All’Associazione lauretana

È presente nella piazza una numerosa rappresentanza della “Comunità Marchigiana” di Roma, che ha organizzato la “Festa Internazionale dell’Aria” e offrirà una statua della Madonna di Loreto all’Aerostazione Internazionale “Leonardo da Vinci”. Mentre esprimo il mio paterno e vivo compiacimento per tale iniziativa, che intende esaltare la Vergine Santissima, benedico di cuore la sacra effigie, che rappresenta la celeste Patrona dell’Aviazione, e, nel lieto ricordo del mio pellegrinaggio a Loreto, benedico anche tutti i cari Marchigiani, auspicando che siano sempre e dappertutto coerenti con le loro esemplari tradizioni cristiane. La mia Benedizione Apostolica conferma questi voti.

Ai partecipanti alla “Marcia dei mille bambini”

Saluto poi i partecipanti alla “Marcia dei mille bambini”, organizzata dalla “Federazione Italiana di Atletica leggera”, nel quadro delle giornate di studio rivolte alla difesa della condizione dei meno fortunati. Mi congratulo con voi, carissimi ragazzi, per la prova di solidarietà fraterna che avete offerto con la vostra iniziativa, e per lo spirito di amicizia che vi ha uniti in questo esercizio sportivo attorno ai vostri compagni meno fortunati. Auspicando che la gara costituisca per voi motivo e invito ad impegnarvi anche nelle lotte dello spirito, di cuore vi benedico.

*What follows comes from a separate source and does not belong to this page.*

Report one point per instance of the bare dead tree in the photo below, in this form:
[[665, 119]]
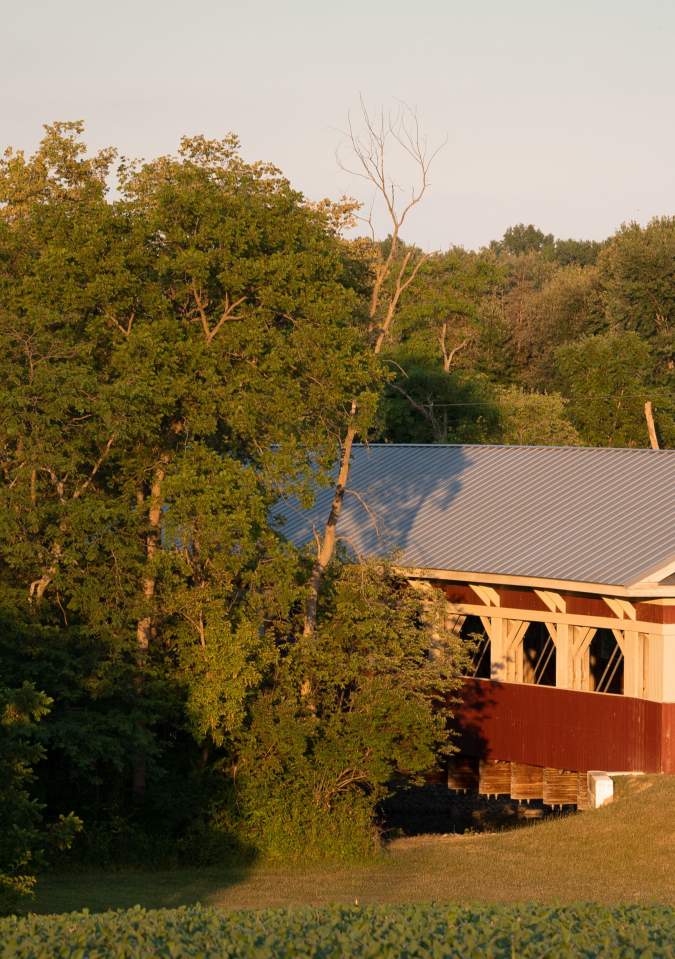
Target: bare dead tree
[[651, 428], [372, 155]]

Al “Festival del Fanciullo”

Rivolgo volentieri una parola anche al gruppo delle bambine e dei bambini, venuti a Roma per prendere parte al “Festival del Fanciullo”, organizzato dal Centro Europeo Iniziative Sociali, nel quadro dell’Anno Internazionale del Fanciullo. Carissimi figlioli, il Signore vi benedica e vi assista sempre, e vi faccia crescere gioiosamente “in sapienza, età e grazia davanti a Dio e agli uomini” (Lc 2,52), come il Vangelo dice di Gesù, che ci apprestiamo in questi giorni a venerare nel suo Natale.

Ai giovani appartenenti al Movimento Apostolato Ciechi

Un saluto e un augurio speciale rivolgo ai giovani del Movimento Apostolato Ciechi, che celebrano il decennale della loro attività. Carissimi, mi compiaccio di cuore con voi in questa occasione e vi incoraggio a dar sempre testimonianza di fede e di carità: questa sia la luce che inondi sempre la vostra anima. Vi sono vicino con la mia preghiera, auspicando che il Signore vi sia sempre di guida e di conforto, e vi imparto la mia Benedizione.

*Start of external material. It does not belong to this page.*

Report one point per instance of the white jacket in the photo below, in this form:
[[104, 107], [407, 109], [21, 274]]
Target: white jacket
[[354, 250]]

Ad un gruppo di reduci dell’Associazione Italiana Combattenti

Rivolgo, infine, il mio saluto ai reduci dell’Associazione Nazionale Combattenti, che sono venuti numerosi a questo appuntamento di preghiera, al termine del loro raduno a Montelungo. Vi ringrazio della vostra presenza e, mentre auguro ogni bene per voi e per le vostre famiglie, volentieri vi benedico.